The best way to protect Americans from Ebola is by stopping the virus at its source.
That’s why President Obama has committed up to 4,000 U.S. military engineers, logistics specialists and public health trainers and $1 billion in funding to help eradicate the virus in West Africa. That’s why philanthropist Paul Allen pledged $100 million in support last week and why Samantha Power, the U.S. ambassador to the United Nations, visited the affected countries this week.
We cannot protect Americans at home without sending Americans to Liberia, Guinea and Sierra Leone.

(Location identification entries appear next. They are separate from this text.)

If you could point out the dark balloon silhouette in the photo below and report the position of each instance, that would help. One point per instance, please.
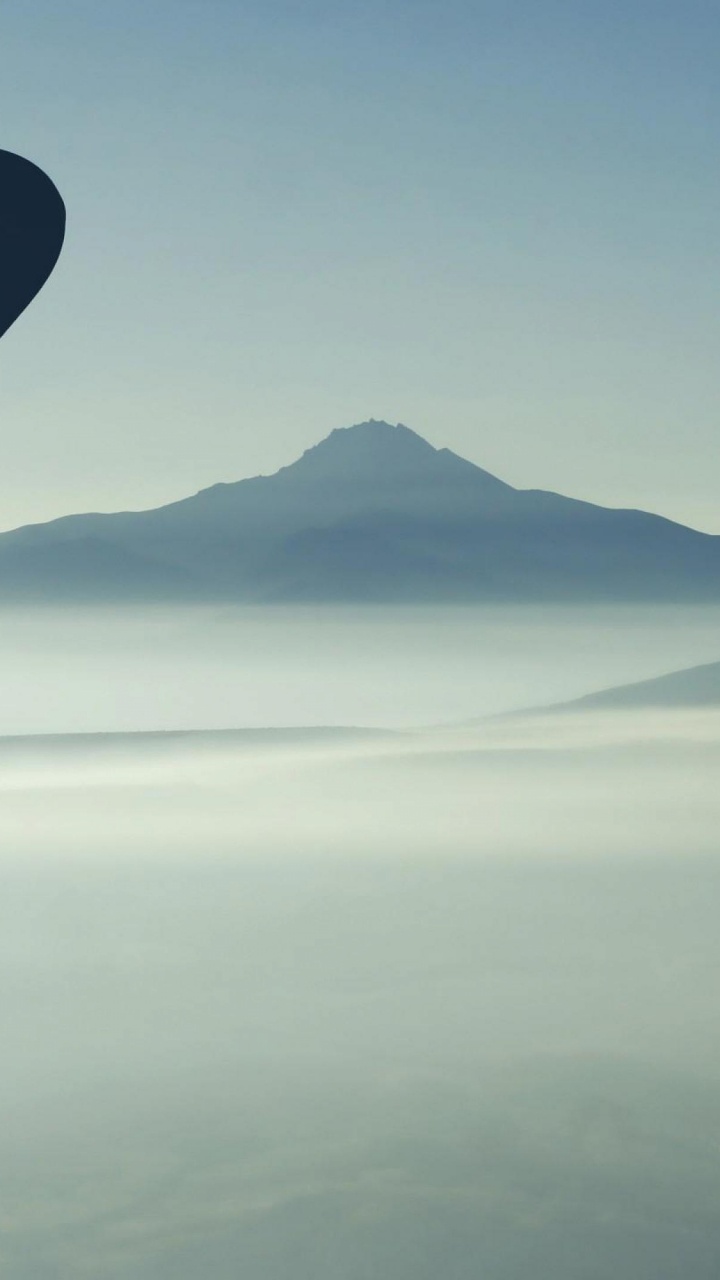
(32, 228)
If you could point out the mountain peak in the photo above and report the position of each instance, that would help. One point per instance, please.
(369, 446)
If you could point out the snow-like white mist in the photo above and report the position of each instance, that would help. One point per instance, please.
(337, 1005)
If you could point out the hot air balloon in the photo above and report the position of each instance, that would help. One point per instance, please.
(32, 228)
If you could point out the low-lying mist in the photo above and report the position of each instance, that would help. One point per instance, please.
(314, 1005)
(99, 670)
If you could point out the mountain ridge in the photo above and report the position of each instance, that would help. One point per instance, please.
(370, 513)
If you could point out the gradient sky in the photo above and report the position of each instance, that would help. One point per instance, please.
(495, 222)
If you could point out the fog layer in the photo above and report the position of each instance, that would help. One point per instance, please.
(299, 1005)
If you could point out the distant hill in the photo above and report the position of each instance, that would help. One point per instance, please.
(695, 686)
(372, 513)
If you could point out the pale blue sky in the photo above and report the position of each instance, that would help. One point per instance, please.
(493, 222)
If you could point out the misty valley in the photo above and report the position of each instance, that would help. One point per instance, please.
(347, 942)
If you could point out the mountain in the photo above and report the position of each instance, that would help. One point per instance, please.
(693, 686)
(370, 513)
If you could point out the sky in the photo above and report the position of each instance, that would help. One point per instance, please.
(495, 222)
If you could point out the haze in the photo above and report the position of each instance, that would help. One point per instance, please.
(318, 1004)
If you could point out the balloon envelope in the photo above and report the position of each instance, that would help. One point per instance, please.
(32, 227)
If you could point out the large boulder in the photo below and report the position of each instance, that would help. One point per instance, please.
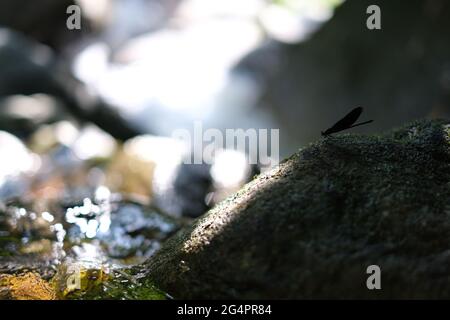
(310, 227)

Instead of demonizing those who volunteer for service, through stigmatizing mandatory quarantines or the imposition of a travel ban, we should be honoring them.
There’s a simple way to do that: The president should guarantee that all U.S. citizens who travel to West Africa to help fight Ebola will be allowed to return to the United States, that any medical care they need as a result of their trip will be provided free of charge and that wages lost to any government-imposed quarantine will be reimbursed. That’s the least we can do for the volunteers, missionaries and military personnel working to end this outbreak.

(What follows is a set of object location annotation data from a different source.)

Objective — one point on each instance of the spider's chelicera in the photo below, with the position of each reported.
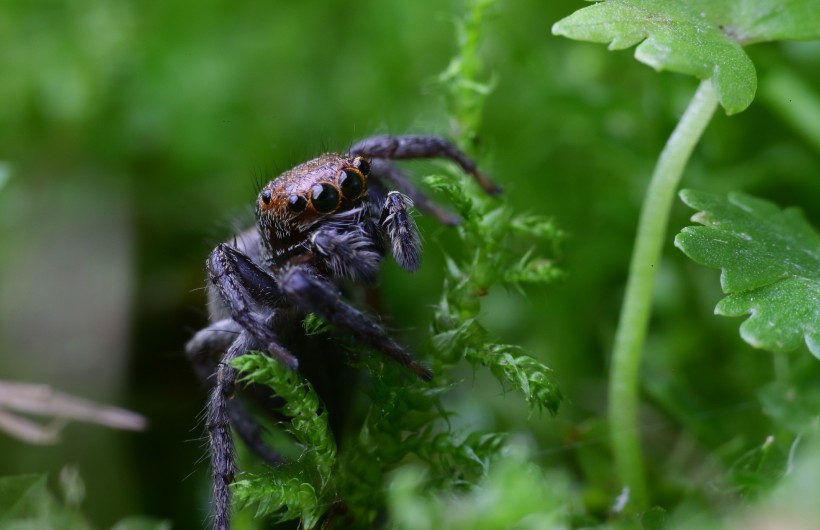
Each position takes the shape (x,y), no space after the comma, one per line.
(327,220)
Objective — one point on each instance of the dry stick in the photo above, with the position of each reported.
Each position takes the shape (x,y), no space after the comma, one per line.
(44,401)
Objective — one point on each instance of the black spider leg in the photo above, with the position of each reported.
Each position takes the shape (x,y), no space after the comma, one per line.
(314,294)
(411,146)
(242,284)
(397,223)
(203,348)
(218,423)
(243,287)
(383,169)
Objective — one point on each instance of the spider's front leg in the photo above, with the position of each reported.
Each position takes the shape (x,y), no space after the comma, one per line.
(420,146)
(314,294)
(250,295)
(397,223)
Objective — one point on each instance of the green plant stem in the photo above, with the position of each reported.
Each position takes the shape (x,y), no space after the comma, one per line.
(632,327)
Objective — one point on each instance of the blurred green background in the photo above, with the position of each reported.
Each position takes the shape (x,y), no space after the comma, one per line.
(133,137)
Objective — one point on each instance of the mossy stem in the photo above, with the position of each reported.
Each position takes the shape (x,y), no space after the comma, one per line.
(634,322)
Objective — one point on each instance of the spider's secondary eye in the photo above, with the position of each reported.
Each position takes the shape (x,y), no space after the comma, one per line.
(324,197)
(296,203)
(362,165)
(352,183)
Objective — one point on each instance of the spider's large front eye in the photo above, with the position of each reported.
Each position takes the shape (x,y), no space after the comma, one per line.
(352,183)
(324,197)
(296,203)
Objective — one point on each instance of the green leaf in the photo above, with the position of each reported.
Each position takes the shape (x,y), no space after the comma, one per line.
(770,267)
(21,495)
(702,38)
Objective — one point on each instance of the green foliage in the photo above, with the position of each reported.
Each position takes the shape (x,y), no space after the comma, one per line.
(301,489)
(487,232)
(515,493)
(27,503)
(700,38)
(770,267)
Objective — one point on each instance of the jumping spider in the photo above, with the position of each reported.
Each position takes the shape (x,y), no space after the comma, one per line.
(323,222)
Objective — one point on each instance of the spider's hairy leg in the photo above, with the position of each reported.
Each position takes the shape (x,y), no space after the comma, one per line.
(415,146)
(218,424)
(204,348)
(242,285)
(385,170)
(397,223)
(312,293)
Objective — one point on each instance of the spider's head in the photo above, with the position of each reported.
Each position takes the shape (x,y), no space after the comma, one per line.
(297,199)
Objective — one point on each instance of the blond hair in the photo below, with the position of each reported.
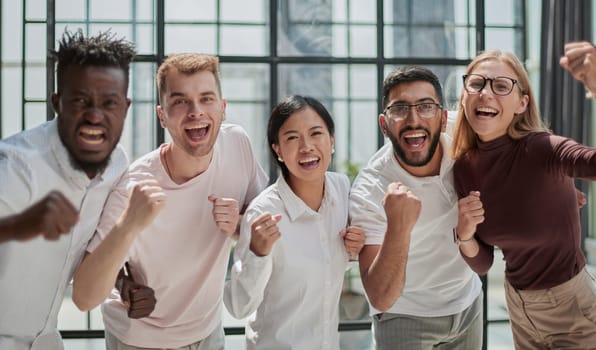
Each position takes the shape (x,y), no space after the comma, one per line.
(464,137)
(187,63)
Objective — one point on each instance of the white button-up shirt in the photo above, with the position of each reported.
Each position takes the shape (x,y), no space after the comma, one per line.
(438,281)
(295,290)
(34,274)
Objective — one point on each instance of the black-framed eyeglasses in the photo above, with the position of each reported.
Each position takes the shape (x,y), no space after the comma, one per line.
(501,86)
(400,111)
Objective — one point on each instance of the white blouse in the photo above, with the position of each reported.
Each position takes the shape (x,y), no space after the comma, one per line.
(295,290)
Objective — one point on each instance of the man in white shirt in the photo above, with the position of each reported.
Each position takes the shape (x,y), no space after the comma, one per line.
(209,174)
(55,179)
(421,292)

Doctors Without Borders, Samaritan’s Purse, the Red Cross and other humanitarian organizations deployed medical personnel to West Africa months before the virus started making headlines in the United States. These groups and their personnel should be celebrated and thanked for their service.
But some of our political leaders have been sending the opposite message. The measures imposed by officials in New York and New Jersey last weekend — although later softened — sent a dangerous, punitive message to these dedicated people. Forced quarantines and the barring of people without Ebola symptoms are tactics not backed by science. Worse, they are likely to do more long-term harm than good. Public health experts warn that such measures would deter others from serving and increase the likelihood of potentially infected people actively avoiding U.S. monitoring efforts. Without more volunteers in West Africa, the virus is likely to spread dramatically — in which case soon no level of airport restrictions would keep it from claiming American lives.
The political pressure for tougher restrictions is mounting, while the need for volunteers to fight the virus is quickly growing. President Obama should issue a guarantee now that those willing to serve will have that service honored and their right to return home protected.
U.S. Sen. Christopher A. Coons, D-Delaware, is chairman of the Foreign Relations Subcommittee on African Affairs.